Kaydan Christian A terrific literary drama and character piece that shows how the process of creating art can be seen differently by those doing it and those looking at it from the outside.
tonyking-2 One of the greatest classic films; saw it several times in the eighties on VHS video with an English soundtrack. It appears there is no DVD version available with an English soundtrack which seems strange and annoying as I would like to have a copy to keep. Along with Gone With The Wind and Dr Zhivago it is one of the best of its type. A complicated entwined WWII story or stories of various people brought together for a single purpose, a Unicef concert in Paris that may take a couple of viewings to piece it together but well worth it. The ballet performance to Bolero at the end is spine tingling,and from someone who does not really like ballet.....
jrippey Just viewed this movie on a DVD from Netflix. This movie is what a motion picture can be in the hands of an intelligent and talented director.The photography was wonderful, the use of color was spectacular, the sound was excellent, and the music and performances were top notch. I especially liked the full symphony orchestra segments and the American big band segments. The Folies-type musical numbers were also done with flair, and Geraldine Chaplin proved herself to be a classy cabaret singer (assuming her voice wasn't dubbed). Michel Legrand I believe was responsible for the music, which was first rate throughout.All production values were of the highest order.The final dance sequence, which lasted far longer than anything Hollywood would permit, was phenomenal; the late Jorge Donn was not Nureyev, but spectacular all the same. The robustness and uncompromisingly balletic style of the finale put the ballet sequences in a couple of American movies--American In Paris and Carousel-- in the shade. Released in the U.S. as Bolero, apparently. Without car chases, explosions, etc., I doubt if it did very well at the box office over here.
P.S. Paaskynen I share with the other commentators the love of this amazing film, which has been on my 10-best-ever list since I first saw it.
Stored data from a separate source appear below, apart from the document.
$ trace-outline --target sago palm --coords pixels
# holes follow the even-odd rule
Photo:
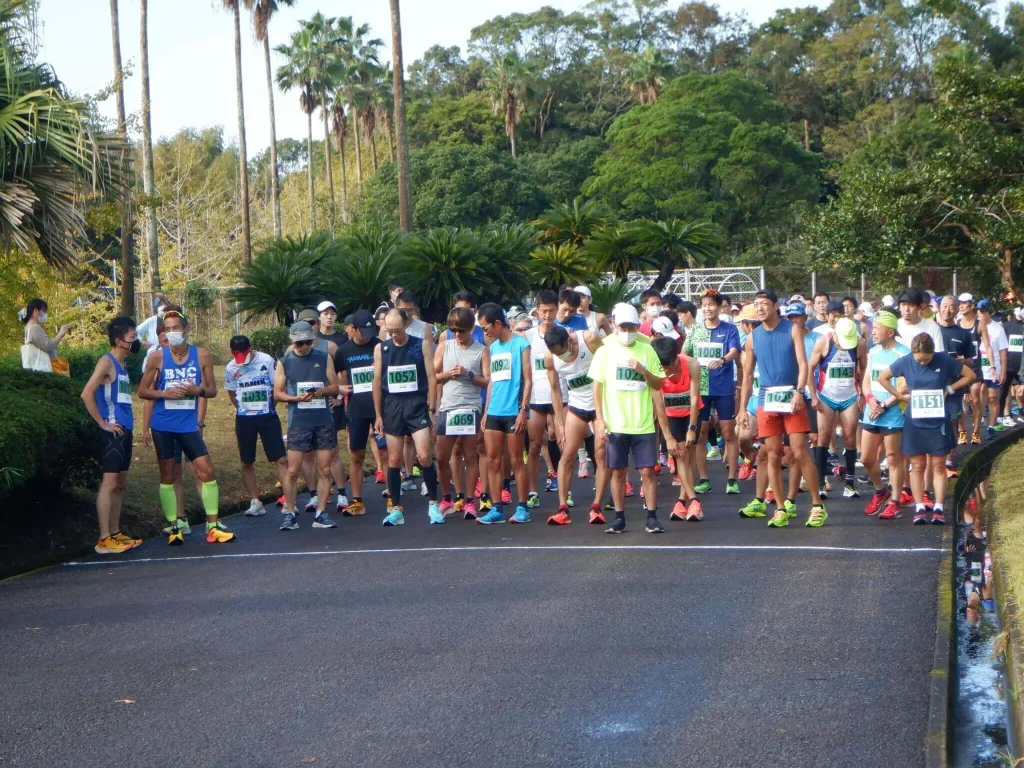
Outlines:
[[[637,231],[631,225],[609,225],[594,230],[583,244],[583,251],[594,262],[598,272],[610,272],[625,280],[630,272],[654,269],[658,262],[643,254],[633,253]]]
[[[324,295],[343,315],[357,309],[376,309],[388,295],[388,284],[402,274],[396,250],[363,248],[351,239],[345,241],[325,271]]]
[[[488,260],[491,287],[481,296],[503,306],[521,304],[530,292],[530,253],[537,247],[536,231],[528,224],[506,224],[478,235]]]
[[[323,232],[271,240],[242,266],[242,286],[232,289],[229,298],[246,320],[273,315],[284,325],[289,312],[314,304],[323,294],[325,266],[336,252]]]
[[[526,111],[535,73],[536,67],[532,62],[512,51],[500,56],[484,74],[494,114],[504,117],[505,135],[512,147],[512,157],[516,156],[516,129]]]
[[[663,290],[678,268],[693,268],[714,261],[721,238],[708,221],[637,221],[630,225],[635,242],[630,253],[657,264],[658,277],[651,285]]]
[[[626,69],[626,82],[637,104],[656,103],[671,72],[671,65],[657,48],[648,47],[635,56]]]
[[[535,249],[530,254],[527,274],[531,285],[553,289],[565,283],[592,283],[595,277],[593,261],[571,243]]]
[[[629,303],[640,291],[630,288],[625,280],[612,280],[610,283],[595,283],[590,286],[591,304],[595,312],[609,314],[616,304]]]
[[[555,203],[540,218],[533,222],[539,230],[543,243],[572,243],[582,246],[595,230],[603,227],[611,218],[611,212],[597,200],[582,201],[575,198],[572,204]]]
[[[309,228],[312,232],[316,229],[316,198],[313,189],[313,110],[317,107],[313,90],[316,46],[310,31],[303,27],[292,34],[287,45],[279,45],[274,50],[285,57],[285,63],[277,68],[277,84],[285,93],[298,89],[299,106],[306,114],[306,175],[309,186]]]
[[[480,294],[490,285],[480,241],[468,229],[432,229],[413,235],[402,252],[403,274],[409,275],[409,287],[421,308],[447,308],[453,294]]]

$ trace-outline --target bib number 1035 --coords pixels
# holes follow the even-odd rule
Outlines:
[[[946,396],[941,389],[915,389],[910,393],[910,415],[915,419],[946,418]]]

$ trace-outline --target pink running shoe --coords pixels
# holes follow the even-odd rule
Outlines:
[[[472,501],[467,501],[462,507],[462,519],[463,520],[476,520],[476,507]]]
[[[442,517],[450,517],[455,512],[455,502],[451,499],[441,499],[441,503],[437,505],[437,511],[441,513]]]

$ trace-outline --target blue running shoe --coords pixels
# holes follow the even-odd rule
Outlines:
[[[441,514],[436,501],[430,502],[430,505],[427,507],[427,517],[430,518],[431,525],[444,525],[444,515]]]
[[[393,507],[388,516],[384,518],[384,525],[405,525],[405,515],[401,507]]]
[[[336,522],[334,522],[333,520],[331,520],[331,518],[329,518],[327,516],[326,512],[321,512],[319,515],[317,515],[316,517],[313,518],[313,527],[314,528],[337,528],[338,524]]]
[[[516,513],[512,515],[510,523],[528,523],[530,522],[530,510],[526,508],[526,505],[520,504],[516,507]]]
[[[526,506],[530,509],[540,506],[540,496],[536,493],[531,493],[526,497]]]
[[[498,525],[505,522],[505,513],[501,511],[501,507],[491,507],[486,515],[478,517],[476,521],[480,525]]]
[[[281,520],[282,531],[297,531],[299,530],[299,520],[294,512],[285,512],[284,517]]]
[[[558,492],[558,476],[548,475],[548,479],[544,481],[544,490],[548,493]]]

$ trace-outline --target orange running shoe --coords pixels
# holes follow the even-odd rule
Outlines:
[[[591,525],[604,525],[605,524],[604,513],[601,512],[600,504],[590,505],[590,524]]]
[[[281,497],[277,500],[277,508],[278,509],[284,509],[284,494],[283,493],[281,494]]]
[[[675,505],[672,507],[672,511],[668,516],[669,520],[685,520],[686,519],[686,504],[683,503],[682,499],[676,500]]]
[[[971,435],[971,445],[981,445],[981,435],[977,432]]]
[[[895,499],[885,502],[885,507],[878,513],[879,520],[895,520],[898,517],[903,517],[903,515],[900,512],[900,505],[896,503]]]
[[[967,445],[967,433],[964,432],[962,429],[960,430],[960,434],[957,435],[956,444],[957,445]]]
[[[928,491],[924,492],[924,505],[926,507],[934,507],[935,506],[935,502],[932,501],[932,496],[931,496],[930,493],[928,493]]]
[[[559,504],[558,511],[548,518],[548,525],[568,525],[571,522],[568,504]]]
[[[957,472],[952,467],[946,467],[946,479],[947,480],[954,480],[954,479],[956,479],[958,477],[960,477],[960,473],[959,472]]]
[[[227,544],[229,541],[235,540],[235,534],[229,531],[224,523],[219,520],[214,526],[206,531],[206,543],[207,544]]]
[[[773,491],[771,488],[769,488],[767,491],[765,491],[764,503],[765,504],[774,504],[775,503],[775,491]]]
[[[512,491],[510,491],[508,488],[502,488],[501,489],[501,503],[502,504],[511,504],[512,503]]]
[[[377,485],[383,485],[384,484],[384,470],[383,469],[378,469],[376,472],[374,472],[373,480],[374,480],[375,483],[377,483]]]
[[[892,493],[889,491],[888,488],[884,488],[882,490],[883,493],[881,494],[871,494],[871,501],[868,502],[867,507],[864,509],[865,515],[875,514],[876,512],[878,512],[878,510],[882,508],[883,504],[886,504],[889,501],[889,499],[892,498]]]
[[[753,476],[754,465],[749,461],[740,464],[740,471],[736,475],[739,480],[749,480]]]
[[[696,497],[690,499],[690,504],[686,507],[686,522],[699,523],[703,519],[704,508],[700,505],[700,500]]]
[[[904,488],[900,491],[900,506],[901,507],[912,507],[914,505],[913,495]]]

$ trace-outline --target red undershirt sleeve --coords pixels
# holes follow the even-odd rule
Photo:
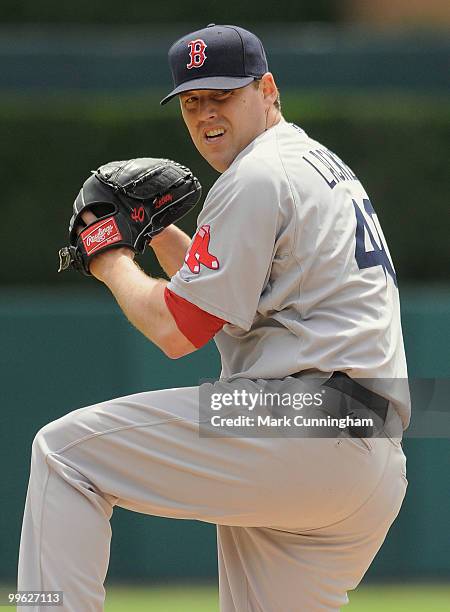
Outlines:
[[[167,287],[164,290],[164,299],[178,329],[196,348],[201,348],[211,340],[227,323]]]

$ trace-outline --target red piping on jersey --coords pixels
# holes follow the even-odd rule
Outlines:
[[[180,297],[168,287],[164,289],[164,299],[178,329],[196,348],[201,348],[211,340],[227,323]]]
The director has done a wonderful job of keeping together the various story lines, that cross each other time and again in different places and times, with their own theme scores that evolve as time passes.The main story in the film is of course the Second World War, which throws the stories of the four musical families together and mixes their fates.Many characters in the film are loosely based on musical icons (Josephine Baker, Herbert von Karajan, Glen Miller, Edith Piaf, Rudolf Nureyev, etc.) and the many sub plots, such as in the band of friends returning from the Algerian war, make the film into a rich experience of lives and fates that may confuse some at first sight, but that makes the film interesting and involving even after repeated viewing. The Bolero dance sequence at the end, in which all threads come together, never ceases to blow me away.
michelerealini This is probably the most famous Claude Lelouch's film - second only to "A man and a woman" (1966). While the latter has a very simple (and fascinating) structure, "Les uns et les autres" (also known as "Bolero") has a more complex and more ambitious layout.The film is a saga, it tells the story about four artist families from the Second World War to the Sixties. Lelouch works with some of the best French movie actors (Hossein, Garcia, Brialy, Villeret, Bohringer) and two stars like James Caan and Geraldine Chaplin. Music (excellent) is composed by Francis Lai and Michel Legrand, choreography is conceived by Maurice Béjart.The film is very long and slow, sometimes Lelouch is self-indulgent (some situations are set in a very maniacal way, we feel much perfectionism). But it is another captivating movie of this French director, who likes long shots and also lets many many images speak for themselves. I would say the film is a cinematic poem, full of lyricism. A love dedication to life and art.